La strada verso la riabilitazione cognitiva e comportamentale

Sono rare le strutture in Italia che mettono al centro la riabilitazione globale del paziente che ha subito un trauma cranico grave.

Brain, a Vicenza, sta facendo da caposcuola – commenta l’ospite del Master –. Edda (Sgarabottolo, ndr) ha fatto proprio il programma di riabilitazione olistica che negli USA, dove lavoravo più di 30 anni fa, era già attualità. Lei lo sta portando a livelli altissimi per quelli che sono gli standard nazionali”.

Studiare il cervello è di certo complesso, ma mettere a fattor comune le conoscenze su questo tema, da vari punti di vista, compreso quello della riabilitazione cognitiva, sembra esserlo ancora di più.
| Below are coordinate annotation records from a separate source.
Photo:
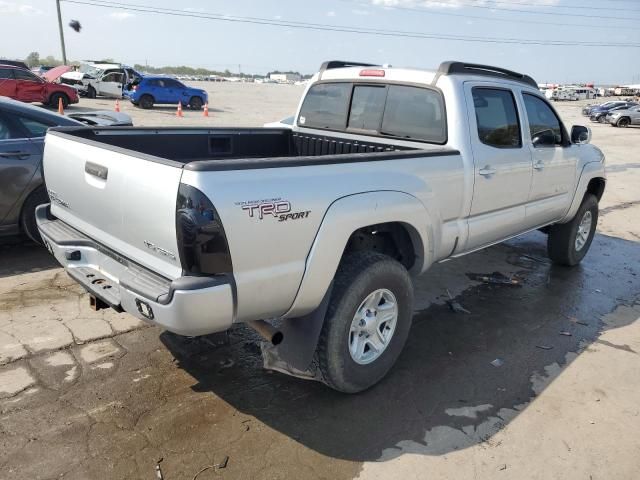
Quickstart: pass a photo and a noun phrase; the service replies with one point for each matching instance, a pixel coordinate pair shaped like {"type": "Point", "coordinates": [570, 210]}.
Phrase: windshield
{"type": "Point", "coordinates": [89, 69]}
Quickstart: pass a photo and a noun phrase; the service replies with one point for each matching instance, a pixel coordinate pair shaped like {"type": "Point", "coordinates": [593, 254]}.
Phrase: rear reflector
{"type": "Point", "coordinates": [372, 73]}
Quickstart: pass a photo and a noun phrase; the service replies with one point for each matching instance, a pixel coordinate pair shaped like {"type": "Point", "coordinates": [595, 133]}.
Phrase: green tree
{"type": "Point", "coordinates": [33, 59]}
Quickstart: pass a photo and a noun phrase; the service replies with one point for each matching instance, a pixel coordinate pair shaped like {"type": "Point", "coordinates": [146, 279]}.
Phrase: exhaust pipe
{"type": "Point", "coordinates": [267, 331]}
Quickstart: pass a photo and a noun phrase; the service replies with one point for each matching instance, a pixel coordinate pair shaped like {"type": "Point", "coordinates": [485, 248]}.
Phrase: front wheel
{"type": "Point", "coordinates": [146, 102]}
{"type": "Point", "coordinates": [367, 322]}
{"type": "Point", "coordinates": [569, 242]}
{"type": "Point", "coordinates": [623, 122]}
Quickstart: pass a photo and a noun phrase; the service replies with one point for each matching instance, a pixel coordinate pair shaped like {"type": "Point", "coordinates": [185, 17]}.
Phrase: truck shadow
{"type": "Point", "coordinates": [20, 255]}
{"type": "Point", "coordinates": [444, 393]}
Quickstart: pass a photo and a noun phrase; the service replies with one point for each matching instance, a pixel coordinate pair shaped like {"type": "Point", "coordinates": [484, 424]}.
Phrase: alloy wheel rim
{"type": "Point", "coordinates": [373, 326]}
{"type": "Point", "coordinates": [584, 229]}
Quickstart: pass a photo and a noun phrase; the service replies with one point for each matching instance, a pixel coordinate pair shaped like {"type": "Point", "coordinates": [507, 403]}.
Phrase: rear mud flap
{"type": "Point", "coordinates": [295, 356]}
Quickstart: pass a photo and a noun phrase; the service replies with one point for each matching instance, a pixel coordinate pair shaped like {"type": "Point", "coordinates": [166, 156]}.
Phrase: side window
{"type": "Point", "coordinates": [116, 77]}
{"type": "Point", "coordinates": [34, 127]}
{"type": "Point", "coordinates": [542, 119]}
{"type": "Point", "coordinates": [6, 73]}
{"type": "Point", "coordinates": [497, 117]}
{"type": "Point", "coordinates": [325, 106]}
{"type": "Point", "coordinates": [414, 113]}
{"type": "Point", "coordinates": [6, 132]}
{"type": "Point", "coordinates": [367, 105]}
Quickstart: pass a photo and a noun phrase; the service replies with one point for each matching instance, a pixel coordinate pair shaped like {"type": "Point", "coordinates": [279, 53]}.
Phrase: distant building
{"type": "Point", "coordinates": [285, 77]}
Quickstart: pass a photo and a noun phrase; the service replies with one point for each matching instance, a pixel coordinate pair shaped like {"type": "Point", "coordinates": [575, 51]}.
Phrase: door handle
{"type": "Point", "coordinates": [487, 171]}
{"type": "Point", "coordinates": [15, 154]}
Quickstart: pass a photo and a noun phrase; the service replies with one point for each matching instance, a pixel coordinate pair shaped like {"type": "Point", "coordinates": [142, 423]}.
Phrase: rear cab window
{"type": "Point", "coordinates": [414, 113]}
{"type": "Point", "coordinates": [497, 117]}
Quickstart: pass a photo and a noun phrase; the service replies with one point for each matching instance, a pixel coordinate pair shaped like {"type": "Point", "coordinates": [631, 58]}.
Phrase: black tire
{"type": "Point", "coordinates": [28, 216]}
{"type": "Point", "coordinates": [146, 102]}
{"type": "Point", "coordinates": [561, 243]}
{"type": "Point", "coordinates": [358, 276]}
{"type": "Point", "coordinates": [195, 103]}
{"type": "Point", "coordinates": [54, 99]}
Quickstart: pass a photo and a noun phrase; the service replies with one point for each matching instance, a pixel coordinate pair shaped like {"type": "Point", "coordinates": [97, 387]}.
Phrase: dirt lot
{"type": "Point", "coordinates": [101, 396]}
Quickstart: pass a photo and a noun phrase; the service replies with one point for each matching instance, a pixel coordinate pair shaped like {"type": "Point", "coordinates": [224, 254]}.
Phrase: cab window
{"type": "Point", "coordinates": [325, 106]}
{"type": "Point", "coordinates": [544, 125]}
{"type": "Point", "coordinates": [497, 117]}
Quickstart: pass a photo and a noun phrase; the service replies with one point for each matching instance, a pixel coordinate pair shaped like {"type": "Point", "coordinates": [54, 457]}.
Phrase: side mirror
{"type": "Point", "coordinates": [580, 134]}
{"type": "Point", "coordinates": [544, 138]}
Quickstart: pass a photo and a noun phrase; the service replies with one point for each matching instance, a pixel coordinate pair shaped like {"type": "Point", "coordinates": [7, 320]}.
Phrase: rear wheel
{"type": "Point", "coordinates": [623, 122]}
{"type": "Point", "coordinates": [146, 102]}
{"type": "Point", "coordinates": [54, 100]}
{"type": "Point", "coordinates": [568, 243]}
{"type": "Point", "coordinates": [367, 322]}
{"type": "Point", "coordinates": [28, 215]}
{"type": "Point", "coordinates": [195, 103]}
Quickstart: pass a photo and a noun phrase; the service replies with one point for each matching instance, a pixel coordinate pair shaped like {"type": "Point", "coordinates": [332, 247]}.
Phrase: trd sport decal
{"type": "Point", "coordinates": [272, 207]}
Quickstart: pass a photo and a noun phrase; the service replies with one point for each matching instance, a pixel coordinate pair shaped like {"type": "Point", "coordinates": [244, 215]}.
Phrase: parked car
{"type": "Point", "coordinates": [600, 115]}
{"type": "Point", "coordinates": [604, 109]}
{"type": "Point", "coordinates": [385, 172]}
{"type": "Point", "coordinates": [101, 79]}
{"type": "Point", "coordinates": [24, 85]}
{"type": "Point", "coordinates": [14, 63]}
{"type": "Point", "coordinates": [624, 117]}
{"type": "Point", "coordinates": [22, 130]}
{"type": "Point", "coordinates": [152, 90]}
{"type": "Point", "coordinates": [602, 106]}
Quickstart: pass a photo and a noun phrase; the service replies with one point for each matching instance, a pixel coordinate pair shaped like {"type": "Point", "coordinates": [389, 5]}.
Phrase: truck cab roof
{"type": "Point", "coordinates": [340, 70]}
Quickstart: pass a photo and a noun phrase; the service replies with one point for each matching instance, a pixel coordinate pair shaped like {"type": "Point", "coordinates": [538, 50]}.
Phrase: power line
{"type": "Point", "coordinates": [536, 5]}
{"type": "Point", "coordinates": [491, 19]}
{"type": "Point", "coordinates": [486, 6]}
{"type": "Point", "coordinates": [340, 28]}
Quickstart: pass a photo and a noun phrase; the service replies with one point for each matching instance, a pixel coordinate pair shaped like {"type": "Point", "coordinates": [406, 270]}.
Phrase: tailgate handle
{"type": "Point", "coordinates": [96, 170]}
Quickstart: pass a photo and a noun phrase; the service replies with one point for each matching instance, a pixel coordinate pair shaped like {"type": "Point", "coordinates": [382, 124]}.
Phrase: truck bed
{"type": "Point", "coordinates": [239, 148]}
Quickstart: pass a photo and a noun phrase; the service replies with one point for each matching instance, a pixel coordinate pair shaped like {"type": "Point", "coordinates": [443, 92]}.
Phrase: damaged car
{"type": "Point", "coordinates": [22, 131]}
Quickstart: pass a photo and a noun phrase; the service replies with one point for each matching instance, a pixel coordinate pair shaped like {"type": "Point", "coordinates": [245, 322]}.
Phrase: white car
{"type": "Point", "coordinates": [100, 79]}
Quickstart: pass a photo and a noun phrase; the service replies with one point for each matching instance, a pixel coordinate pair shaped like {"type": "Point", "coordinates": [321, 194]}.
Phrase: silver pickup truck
{"type": "Point", "coordinates": [318, 228]}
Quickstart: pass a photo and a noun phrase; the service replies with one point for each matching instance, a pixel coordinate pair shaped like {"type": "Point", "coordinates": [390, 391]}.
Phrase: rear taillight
{"type": "Point", "coordinates": [202, 243]}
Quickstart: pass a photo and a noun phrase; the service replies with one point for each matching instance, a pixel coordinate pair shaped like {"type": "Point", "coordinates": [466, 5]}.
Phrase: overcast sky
{"type": "Point", "coordinates": [139, 37]}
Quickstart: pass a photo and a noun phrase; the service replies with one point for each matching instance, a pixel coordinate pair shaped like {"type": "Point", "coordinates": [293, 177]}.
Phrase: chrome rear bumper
{"type": "Point", "coordinates": [187, 305]}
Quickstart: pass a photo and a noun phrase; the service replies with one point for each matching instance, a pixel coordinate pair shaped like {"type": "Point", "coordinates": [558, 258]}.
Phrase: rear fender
{"type": "Point", "coordinates": [345, 216]}
{"type": "Point", "coordinates": [590, 171]}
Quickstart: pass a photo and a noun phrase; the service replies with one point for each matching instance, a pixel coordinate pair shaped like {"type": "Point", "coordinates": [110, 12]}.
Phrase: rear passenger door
{"type": "Point", "coordinates": [554, 162]}
{"type": "Point", "coordinates": [502, 164]}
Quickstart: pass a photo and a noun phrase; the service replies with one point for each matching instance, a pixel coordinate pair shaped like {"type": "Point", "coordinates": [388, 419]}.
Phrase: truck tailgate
{"type": "Point", "coordinates": [126, 203]}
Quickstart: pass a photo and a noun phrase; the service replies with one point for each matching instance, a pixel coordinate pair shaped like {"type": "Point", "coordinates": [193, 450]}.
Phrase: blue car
{"type": "Point", "coordinates": [151, 90]}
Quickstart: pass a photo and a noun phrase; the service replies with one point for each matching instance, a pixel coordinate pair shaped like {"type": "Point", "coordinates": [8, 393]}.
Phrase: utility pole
{"type": "Point", "coordinates": [64, 51]}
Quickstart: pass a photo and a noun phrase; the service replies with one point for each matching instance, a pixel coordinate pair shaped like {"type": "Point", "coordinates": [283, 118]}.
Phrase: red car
{"type": "Point", "coordinates": [21, 84]}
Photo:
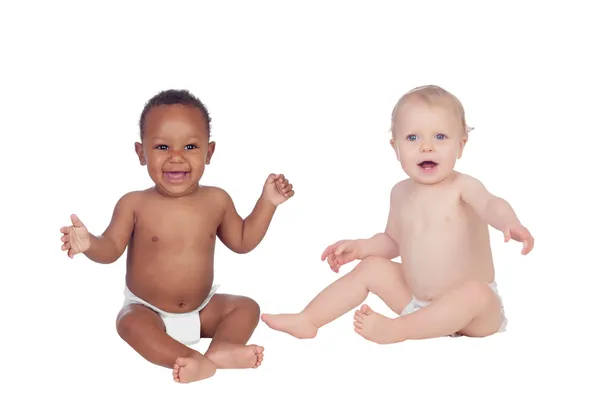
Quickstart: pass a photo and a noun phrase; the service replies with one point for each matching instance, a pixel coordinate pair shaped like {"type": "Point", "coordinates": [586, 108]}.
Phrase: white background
{"type": "Point", "coordinates": [304, 89]}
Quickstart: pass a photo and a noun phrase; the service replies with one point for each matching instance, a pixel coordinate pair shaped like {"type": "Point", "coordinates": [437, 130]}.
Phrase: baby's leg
{"type": "Point", "coordinates": [145, 332]}
{"type": "Point", "coordinates": [472, 309]}
{"type": "Point", "coordinates": [230, 321]}
{"type": "Point", "coordinates": [380, 276]}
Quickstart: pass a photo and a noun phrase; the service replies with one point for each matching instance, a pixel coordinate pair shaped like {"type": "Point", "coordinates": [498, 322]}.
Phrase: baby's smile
{"type": "Point", "coordinates": [176, 176]}
{"type": "Point", "coordinates": [428, 165]}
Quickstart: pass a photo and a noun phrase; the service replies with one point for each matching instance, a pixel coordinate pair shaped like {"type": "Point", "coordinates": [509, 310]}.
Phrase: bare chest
{"type": "Point", "coordinates": [431, 212]}
{"type": "Point", "coordinates": [176, 228]}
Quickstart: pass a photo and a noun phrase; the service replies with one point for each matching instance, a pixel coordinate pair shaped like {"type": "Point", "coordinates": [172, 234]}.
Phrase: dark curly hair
{"type": "Point", "coordinates": [172, 97]}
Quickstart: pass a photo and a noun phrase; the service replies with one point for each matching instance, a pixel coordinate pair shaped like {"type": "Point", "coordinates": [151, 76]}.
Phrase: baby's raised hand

Il sistema universitario non fornisce una formazione integrata e, di conseguenza, quello sanitario non può mettere a disposizione personale ad hoc.

A soddisfare questa esigenza ci sta pensando il Master, che vede lavorare fianco a fianco professionalità diverse, nell’ottica di creare un “continuum” riabilitativo ed assistenziale e di porre fine alla frammentarietà e all’inadeguatezza che caratterizza spesso gli interventi di recupero.

In breve, lo scopo ultimo rimane quello garantire ai pazienti e alle loro famiglie il miglior livello di qualità di vita in rapporto alla singola disabilità.

I prossimi appuntamenti

Il Master prosegue con altri due moduli.

Il 23 e 24 settembre si parlerà di danno cerebrale focale, ossia delle lesioni circoscritte a un’area del cervello, come quelle derivanti da un’ischemia o da un’emorragia.

Il focus conclusivo, in programma il 2 e 3 dicembre, verterà invece sulle malattie degenerative e infiammatorie.

“La popolazione invecchia e i disturbi di memoria sono sempre più frequenti – conclude il dottor Zappalà –. Purtroppo anche questo è un argomento poco trattato a livello nazionale, quindi faremo la differenza nel formare il personale affinché sia più preparato a organizzare i servizi”.